5 GB of standard storage
20,000 GET requests and 2,000 PUT requests per month
This dataset (540 KB) is well within Free Tier limits

Stage 2: AWS Glue Data Catalog — Schema Registration

Purpose: Register the CSV schema so Athena can query it without manual table creation.

Implementation plan:

Create a Glue database: consumer_complaints
Run a Glue Crawler pointed at s3://your-bucket-name/consumer-complaints/raw/
The crawler auto-detects column names, data types, and row count
Alternatively, use the manual CREATE EXTERNAL TABLE statement in sql/01_create_athena_external_table.sql

Free Tier limits:

1 million objects stored in the Data Catalog per month
Glue Crawlers: first 1 million DPU-seconds per month are free

Stage 3: Amazon Athena — SQL Querying

Purpose: Run SQL queries against the S3-stored CSV using standard Presto/Trino syntax.

Implementation plan:

Point Athena to the Glue Data Catalog database consumer_complaints
Set query result location: s3://your-bucket-name/athena-results/
Run all queries from the sql/ directory
Use semantic views (sql/06_semantic_views.sql) as the governed query layer

Free Tier limits:

First 12 months: no Athena-specific free tier (pay per query)
Cost: $5 per TB of data scanned
This dataset is 540 KB — estimated cost per query: less than $0.01
Total estimated cost for all 6 SQL files: under $0.05

Cost optimization tips:

Use columnar formats (Parquet) for larger datasets
Partition data by year/month to reduce scan size
Use LIMIT clauses during development

Stage 4: Amazon QuickSight — Dashboard

Purpose: Build an interactive dashboard from the Athena semantic views.

Implementation plan:

Connect QuickSight to the Athena data source
Import the four semantic views as QuickSight datasets:
- vw_company_summary → Company leaderboard visual
- vw_monthly_trend → Time-series line chart
- vw_response_summary → Response outcome donut chart
- vw_subissue_detail → Sub-issue breakdown table
Publish as a shareable dashboard

Free Tier limits:

QuickSight offers a 30-day free trial for new accounts
Standard edition: $9/user/month after trial
For portfolio purposes, exported Python/matplotlib charts (in visuals/) serve as the dashboard layer

Stage 5: GitHub Pages — Documentation

Purpose: Publish the project documentation as a public-facing website.

Implementation plan:

Enable GitHub Pages on the repository (Settings → Pages → Deploy from branch)
Set source branch to main, folder to / (root)
Jekyll automatically builds the site from _config.yml and Markdown files
The site is free and publicly accessible at https://username.github.io/aws-consumer-complaint-intelligence/

Free Tier: GitHub Pages is free for public repositories.

Architecture Diagram

See architecture/aws_architecture_diagram.md for the full Mermaid diagram.

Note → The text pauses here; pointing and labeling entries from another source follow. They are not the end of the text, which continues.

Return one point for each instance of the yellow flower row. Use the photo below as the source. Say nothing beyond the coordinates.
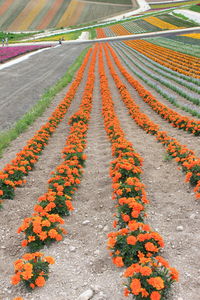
(159, 23)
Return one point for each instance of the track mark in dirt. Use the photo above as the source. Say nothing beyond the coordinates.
(22, 206)
(37, 74)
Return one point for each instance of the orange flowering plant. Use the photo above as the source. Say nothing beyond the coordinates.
(32, 270)
(150, 279)
(40, 230)
(128, 242)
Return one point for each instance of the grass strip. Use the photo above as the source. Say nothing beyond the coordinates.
(37, 110)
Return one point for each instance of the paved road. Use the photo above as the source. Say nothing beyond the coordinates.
(22, 84)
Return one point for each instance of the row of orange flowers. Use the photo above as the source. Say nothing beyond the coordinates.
(185, 157)
(135, 245)
(44, 226)
(179, 62)
(12, 175)
(177, 120)
(182, 63)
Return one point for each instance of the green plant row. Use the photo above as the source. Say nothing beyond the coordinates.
(158, 89)
(168, 84)
(38, 109)
(176, 75)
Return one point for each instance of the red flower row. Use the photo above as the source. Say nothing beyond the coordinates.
(43, 227)
(177, 120)
(12, 174)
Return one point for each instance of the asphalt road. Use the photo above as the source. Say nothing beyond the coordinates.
(22, 84)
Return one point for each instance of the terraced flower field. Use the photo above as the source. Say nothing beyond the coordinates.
(107, 183)
(7, 53)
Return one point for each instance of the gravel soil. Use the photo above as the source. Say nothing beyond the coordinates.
(22, 85)
(82, 259)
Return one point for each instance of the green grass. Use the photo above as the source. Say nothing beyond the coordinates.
(195, 8)
(174, 4)
(124, 2)
(38, 109)
(184, 18)
(15, 36)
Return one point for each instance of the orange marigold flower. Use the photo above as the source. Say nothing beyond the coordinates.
(27, 256)
(135, 286)
(156, 282)
(126, 292)
(50, 260)
(40, 281)
(69, 205)
(126, 218)
(43, 235)
(131, 240)
(150, 247)
(144, 293)
(118, 261)
(52, 233)
(24, 243)
(59, 237)
(155, 296)
(145, 271)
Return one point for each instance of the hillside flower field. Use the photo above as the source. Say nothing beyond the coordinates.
(100, 192)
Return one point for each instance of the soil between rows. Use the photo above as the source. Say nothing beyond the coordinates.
(172, 203)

Estimated Monthly Cost (AWS Free Tier)

Service	Usage	Estimated Cost
Amazon S3	540 KB storage, ~50 requests/month	$0.00 (Free Tier)
AWS Glue	1 crawler run	$0.00 (Free Tier)
Amazon Athena	~10 queries × 540 KB scanned	< $0.01
Amazon QuickSight	30-day trial	$0.00 (trial)
GitHub Pages	Static site hosting	$0.00 (free)
Total		< $0.01/month

What Would Be Needed to Deploy

An AWS account (free to create)
AWS CLI configured with appropriate IAM permissions
An S3 bucket created in your preferred region
The complaints.csv uploaded to the S3 path
Athena query result bucket configured
Glue crawler run once to register the schema
QuickSight account connected to Athena

All SQL files in the sql/ directory are ready to run in Athena once the table is created.